Until she begged for more…

25

Sprinting through the night, Sickle fled. Seen only by the watchful gaze of triplet moons sitting fat and lazy on the horizon, where they peeked through the canopy and bore witness to his greatest shame.

Haunted by his failure. By the sounds he’d heard echoing up from the bottom of that pit, in knowing that he’d been too late.

He’d never forget the echo of fists on flesh. The horrible snarling yelps of a vicious beating silenced too soon.

The prince was dead.

A victim of Balkazar’s madness, Sinadim had taken the full weight of Giaus’ territorial rage.

But with his fall, Sickle’s oath was no more. His obligation to the Karahmet line expired with the end of the prince.

He was free.

No queen to serve. No master to obey. No allegiance to brothers who wouldn’t act, except to save themselves.

Alone, for the first time in his life.

With a hiccupping sob, Sickle vaulted over a fallen tree, his pack of medical supplies slung over his shoulder where it bounced freely at his hip. Racing along the river’s edge, he darted through the shadows. Unarmed. Eyes flicking back and forth with the sort of vigilance he’d learned in the Anhur courts. He fled knowing it wouldn’t be long before Balkazar noticed his absence, until he was hunted down and made to answer for his daring. To pay for breaking his vow to his brothers.

Balkazar meant to finish what he’d started down by the river.
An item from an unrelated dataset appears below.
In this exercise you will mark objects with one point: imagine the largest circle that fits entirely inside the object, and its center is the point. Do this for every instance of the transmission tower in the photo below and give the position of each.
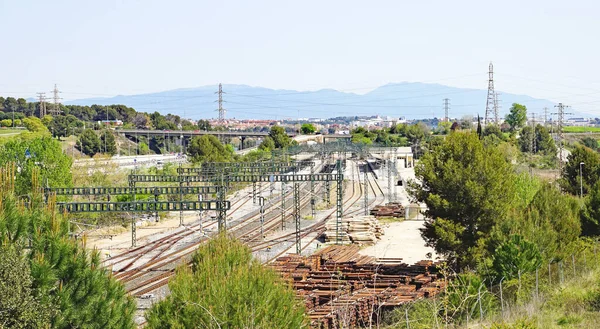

But even knowing the war chief could track his scent—that he was faster, stronger, and had more endurance than Sickle could ever dream of wielding—there was a chance. A possibility that Balkazar was too sick to hunt efficiently, and no matter how unlikely his survival, Sickle had to try.

For her.

Knees buckling, Sickle collapsed. Palms slipping on wet stones, pebbles slimy with algae, he went to hands and knees. On all fours. Heaving for breath beside the peaceful trickle of the river. The same one they’d followed in search of a precious Hathorian female in heat, drawn to the irresistible lure of slick in the water.

Tears spilled over his lashes, dropped from the tip of his nose and fell to the detritus. Left the leaves dark and speckled with his grief.

A female of incomparable worth, Renegade was a treasure many would die just to touch.

And by the Nine,Sickle had touched!

They had all tasted that sweet slick and known what it was to transcend the horrors of their life in the beyond. Just for a moment. Just long enough to be utterly ruined by it.